Vicki Arroyo is the Executive Director of the Georgetown Climate Center at Georgetown Law where she also serves as the Assistant Dean of Centers and Institutes, the Director of the Environmental Law Program, and a Professor from Practice.
She oversees the Center’s work at the nexus of climate and energy policy, supervising staff and student work on climate mitigation and adaptation at the state and federal level. She teaches “experiential” environmental law courses to both law and public policy students.
She previously served at the Pew Center on Global Climate Change, most recently as the Pew Center’s Vice President for Domestic Policy and General Counsel. For over a decade, she directed the Pew Center’s policy analysis, science, adaptation, economics, and domestic policy programs.
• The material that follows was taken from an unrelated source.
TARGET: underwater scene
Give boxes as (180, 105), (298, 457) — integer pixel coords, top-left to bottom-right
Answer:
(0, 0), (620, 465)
She also served as Managing Editor of the Center’s book and oversaw publication of numerous reports and policy briefs.
In addition to teaching at Georgetown Law, she has taught courses on environmental policy and climate change at Catholic University, George Mason University’s graduate public policy program, and Tulane Law School. Previously, she practiced environmental law with Kilpatrick Stockton and other private firms and served in two offices at U.S. EPA: the Office of Air and Radiation and the Office of Research and Development where she reviewed development of standards under the Clean Air Act. From 1988 - 1991, she created and directed the Louisiana Department of Environmental Quality’s policy office, and briefly served as Governor Buddy Roemer's environmental advisor.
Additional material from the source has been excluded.